What Claude Code captures from your system (and how to contain it)
In early March 2026, I noticed Claude Code behaving oddly with my shell environment. Sandbox settings weren't working as documented. I needed to understand what was actually being captured so I could prioritize containment.
So I ran a systematic audit. Shell environment capture, behavioral profiling, telemetry infrastructure, controls that don't function as advertised.
I contained what I could and kept using the tool. The audit stayed private — useful for my own triage, not worth the drama of publishing.
Then Anthropic leaked their own source code. The Register ran the story. The information is public now anyway.
So here's the audit. Hopefully useful for others doing similar evaluation.
Shell Environment Capture
Claude Code captures your shell environment at startup — aliases, SSH configs, environment variables, paths. This gets bundled and transmitted.

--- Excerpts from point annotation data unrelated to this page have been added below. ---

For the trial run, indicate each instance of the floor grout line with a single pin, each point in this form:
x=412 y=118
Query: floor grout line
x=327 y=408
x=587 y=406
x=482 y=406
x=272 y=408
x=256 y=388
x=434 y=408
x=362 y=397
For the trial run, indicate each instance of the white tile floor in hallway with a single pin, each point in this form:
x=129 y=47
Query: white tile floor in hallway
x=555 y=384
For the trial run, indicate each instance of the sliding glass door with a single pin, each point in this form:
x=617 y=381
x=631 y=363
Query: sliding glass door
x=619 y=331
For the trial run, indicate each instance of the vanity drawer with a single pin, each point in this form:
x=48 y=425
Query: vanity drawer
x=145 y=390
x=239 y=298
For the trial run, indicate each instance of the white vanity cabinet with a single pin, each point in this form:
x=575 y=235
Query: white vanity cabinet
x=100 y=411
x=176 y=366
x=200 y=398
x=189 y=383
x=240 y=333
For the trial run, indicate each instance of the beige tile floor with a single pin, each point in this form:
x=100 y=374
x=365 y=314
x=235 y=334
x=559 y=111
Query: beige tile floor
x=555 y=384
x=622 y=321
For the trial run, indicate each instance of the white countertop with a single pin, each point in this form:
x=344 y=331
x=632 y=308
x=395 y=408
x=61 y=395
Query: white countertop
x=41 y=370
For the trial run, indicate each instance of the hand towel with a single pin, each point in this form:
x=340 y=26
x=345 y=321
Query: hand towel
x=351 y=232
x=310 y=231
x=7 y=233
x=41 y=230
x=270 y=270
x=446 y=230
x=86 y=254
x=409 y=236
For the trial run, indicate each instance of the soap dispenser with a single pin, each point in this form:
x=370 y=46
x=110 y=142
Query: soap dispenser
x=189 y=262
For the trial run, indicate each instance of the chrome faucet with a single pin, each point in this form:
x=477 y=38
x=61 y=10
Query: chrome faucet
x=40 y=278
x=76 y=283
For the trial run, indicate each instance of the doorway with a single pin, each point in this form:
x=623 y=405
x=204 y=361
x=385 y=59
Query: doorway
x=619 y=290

If you have aliases pointing to internal hostnames, SSH configs with jump hosts, or environment variables with credentials paths... Claude Code sees them.
Finding 001 in the audit documents the mechanism. It's not subtle.
Behavioral Profiling
Beyond telemetry, Claude Code generates AI-classified behavioral profiles of your sessions. What you're trying to accomplish, your working patterns, satisfaction levels — all inferred and stored.
Your first prompt to each session? Captured verbatim.
Controls That Don't Work
The environment variable CLAUDE_CODE_DONT_INHERIT_ENV exists. Reading the name, you'd expect it to prevent environment inheritance.
It doesn't work. The source shows it affects one code path but not the execution path. The control is decorative.
The Irony
Yes, I used Claude (the model) to audit Claude Code (the application). It helped deobfuscate the binary, analyze the findings, and write the containment strategies.
Make of that what you will.
Mitigations
Lazy but effective: Block telemetry domains via /etc/hosts. Statsig, Sentry, GrowthBook, the Anthropic beacon endpoints. Doesn't stop everything, but reduces exposure.
Proper containment: Run Claude Code in a Docker container with a minimal user environment. The shell capture still happens, but it captures the container's empty shell, not your host system with decades of configs.
The audit repo includes both approaches with copy-paste configs.
The Full Audit
11 findings, documented with evidence and reproduction steps:
github.com/cepunkt/ccaudit-public
- Shell snapshot exfiltration mechanism
- Behavioral profiling with AI classification
- Statsig/GrowthBook telemetry infrastructure
- Broken control documentation
- Binary analysis methodology (no leaked source needed)
- Practical mitigations
Why Anthropic
Not drama. Not "Anthropic bad."
Anthropic was unlucky that I use their tool as a daily driver. My stack includes other coding assistants — they'd likely show similar patterns under audit.
This is standard Silicon Valley practice. The user's data is the product. It's normalized across the industry.
Claude Code just happened to be the one I needed to contain for my own use. So it's the one I documented.
If you're evaluating any AI coding tool for sensitive environments, assume the defaults are hostile until proven otherwise. The audit shows what to look for and how to contain it.